方法:为了解决Meth引起的认知障碍的机制,将腺病毒(AV)和腺相关病毒(AAV)注射到海马体以进行立体定位,从而在体内过表达Stx17,通过Morris水迷宫和新物体识别来检查认知能力.在分子水平上,评估了突触损伤和自噬缺陷。为了解决Meth引起的神经元损伤,进行表皮生长因子受体(EGFR)降解试验以评估由Meth介导的“货物”的降解性,在机械上,囊泡的成熟,包括自噬体和内体,通过Co-IP和GTP-琼脂糖亲和分离试验验证。
结果:在海马中Stx17的过表达明显地挽救了Meth诱导的认知障碍和突触丢失。对于内体,甲基暴露上调Rab5表达及其鸟嘌呤-核苷酸交换因子(GEF)(未成熟核内体),与相应的Rab7活性形式(Rab7-GTP)减少,并阻碍Rab7与CCZ1(成熟内体)的结合;对于自噬体,Meth治疗导致Stx17和自噬体之间的重叠显着减少,但增加了ATG5和自噬体(未成熟的自噬体)的共定位。Stx17过表达后,纯化的晚期内体中的Rab7-GTP水平与成熟自噬体升高平行大幅增加,便利货物(Aβ42,p-tau,和EGFR)在囊泡中降解,最终改善了Meth诱导的小鼠突触丧失和记忆障碍。
结论:Meth介导的Stx17降低导致囊泡融合缺陷,这可能归因于未成熟的自噬体和内体,导致自噬功能障碍,并最终导致神经元损伤和认知障碍。因此,靶向Stx17可能是Meth诱导的神经元损伤的新治疗策略。
方法:为了解决Meth引起的认知障碍的机制,将腺病毒(AV)和腺相关病毒(AAV)注射到海马体以进行立体定位,从而在体内过表达Stx17,通过Morris水迷宫和新物体识别来检查认知能力.在分子水平上,评估了突触损伤和自噬缺陷。为了解决Meth引起的神经元损伤,进行表皮生长因子受体(EGFR)降解试验以评估由Meth介导的“货物”的降解性,在机械上,囊泡的成熟,包括自噬体和内体,通过Co-IP和GTP-琼脂糖亲和分离试验验证。

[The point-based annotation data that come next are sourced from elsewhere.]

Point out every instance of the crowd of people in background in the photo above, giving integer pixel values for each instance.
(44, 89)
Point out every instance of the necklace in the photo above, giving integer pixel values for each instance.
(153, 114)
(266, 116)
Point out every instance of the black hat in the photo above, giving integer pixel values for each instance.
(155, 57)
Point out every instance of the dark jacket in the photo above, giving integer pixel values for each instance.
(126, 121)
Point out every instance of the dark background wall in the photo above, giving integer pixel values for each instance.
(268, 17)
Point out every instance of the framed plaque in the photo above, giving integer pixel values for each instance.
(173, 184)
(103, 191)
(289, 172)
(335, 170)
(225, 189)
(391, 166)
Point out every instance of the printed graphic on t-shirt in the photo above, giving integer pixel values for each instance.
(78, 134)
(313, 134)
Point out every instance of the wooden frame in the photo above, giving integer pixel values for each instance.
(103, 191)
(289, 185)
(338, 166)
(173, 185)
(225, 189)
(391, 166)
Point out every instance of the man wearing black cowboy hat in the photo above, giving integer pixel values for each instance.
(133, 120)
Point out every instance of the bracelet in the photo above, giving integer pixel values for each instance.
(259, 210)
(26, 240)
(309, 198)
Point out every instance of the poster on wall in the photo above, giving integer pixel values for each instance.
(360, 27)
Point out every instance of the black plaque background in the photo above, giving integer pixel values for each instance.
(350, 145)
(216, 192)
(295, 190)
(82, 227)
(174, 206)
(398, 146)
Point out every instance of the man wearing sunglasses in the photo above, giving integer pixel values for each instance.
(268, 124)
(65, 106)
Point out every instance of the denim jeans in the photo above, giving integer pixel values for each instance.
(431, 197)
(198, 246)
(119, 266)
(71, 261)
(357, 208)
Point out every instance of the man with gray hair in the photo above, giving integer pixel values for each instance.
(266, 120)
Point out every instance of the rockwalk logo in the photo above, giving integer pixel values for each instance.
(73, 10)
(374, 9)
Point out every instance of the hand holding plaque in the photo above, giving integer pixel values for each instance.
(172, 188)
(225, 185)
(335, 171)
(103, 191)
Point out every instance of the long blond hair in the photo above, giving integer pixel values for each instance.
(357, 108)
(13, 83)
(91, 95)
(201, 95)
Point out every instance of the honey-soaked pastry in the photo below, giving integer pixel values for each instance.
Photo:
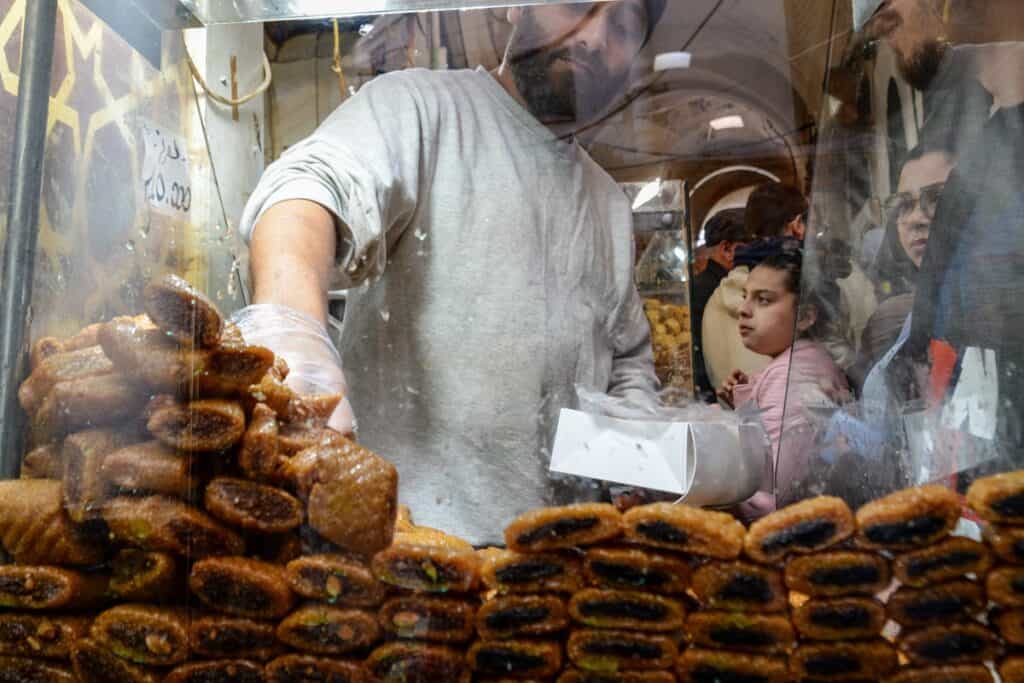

结果:在海马中Stx17的过表达明显地挽救了Meth诱导的认知障碍和突触丢失。对于内体,甲基暴露上调Rab5表达及其鸟嘌呤-核苷酸交换因子(GEF)(未成熟核内体),与相应的Rab7活性形式(Rab7-GTP)减少,并阻碍Rab7与CCZ1(成熟内体)的结合;对于自噬体,Meth治疗导致Stx17和自噬体之间的重叠显着减少,但增加了ATG5和自噬体(未成熟的自噬体)的共定位。Stx17过表达后,纯化的晚期内体中的Rab7-GTP水平与成熟自噬体升高平行大幅增加,便利货物(Aβ42,p-tau,和EGFR)在囊泡中降解,最终改善了Meth诱导的小鼠突触丧失和记忆障碍。
结论:Meth介导的Stx17降低导致囊泡融合缺陷,这可能归因于未成熟的自噬体和内体,导致自噬功能障碍,并最终导致神经元损伤和认知障碍。因此,靶向Stx17可能是Meth诱导的神经元损伤的新治疗策略。